The RTK-RAS-MAPK pathway is the most frequently altered signaling pathway at the rate of 46% across all cancer types. KRAS alternation is the top common event across all samples at 9%, and particularly predominant in pancreatic cancer (72%), colon cancer (69%) and lung cancer (33%). Oncogenic KRAS not only initiates tumorigenesis, but is also required for tumor maintenance, implying KRAS as an ideal therapeutic target for cancer treatment. Due to great advances of targeting RAS achieved in the past decade, KRAS can be druggable now by various methods. However, drug resistance occurs as expected, emphasizing that to overcome KRAS targeted therapy (KRASi) resistance is the key for favorable disease control.

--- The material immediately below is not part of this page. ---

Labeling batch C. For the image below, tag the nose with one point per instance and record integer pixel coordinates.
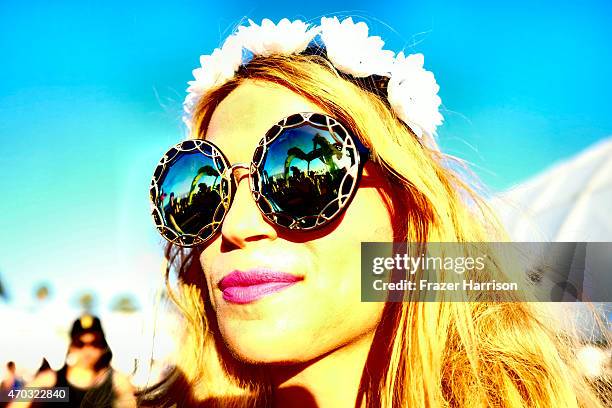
(244, 222)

Current projects focus on understanding tumor cell autonomous and non-autonomous KRASi resistance mechanisms, including exploring resistance-associated immune cells in the tumor microenvironment and dissecting how cell fate transition regulates KRASi resistance via epigenetic modulation.

Cells of the tumor microenvironment (TME) are plastic and mostly immune suppressive. Pancreatic cancer belongs to “cold tumor” with sparse cytotoxic immune cell infiltration. Thus, patients benefit little from current progress in immunotherapy. To change the scenario, our lab will exploit the hallmarks of pancreatic TME and take the advantage of our strength in cellular reprogramming to engineer myeloid cells. Our research goal is to rewire the TME from pro- to anti-tumor phenotype for achieving a durable disease control.

Current projects include developing chimeric antigen receptor (CAR) macrophage cell therapy and creating novel safety switches.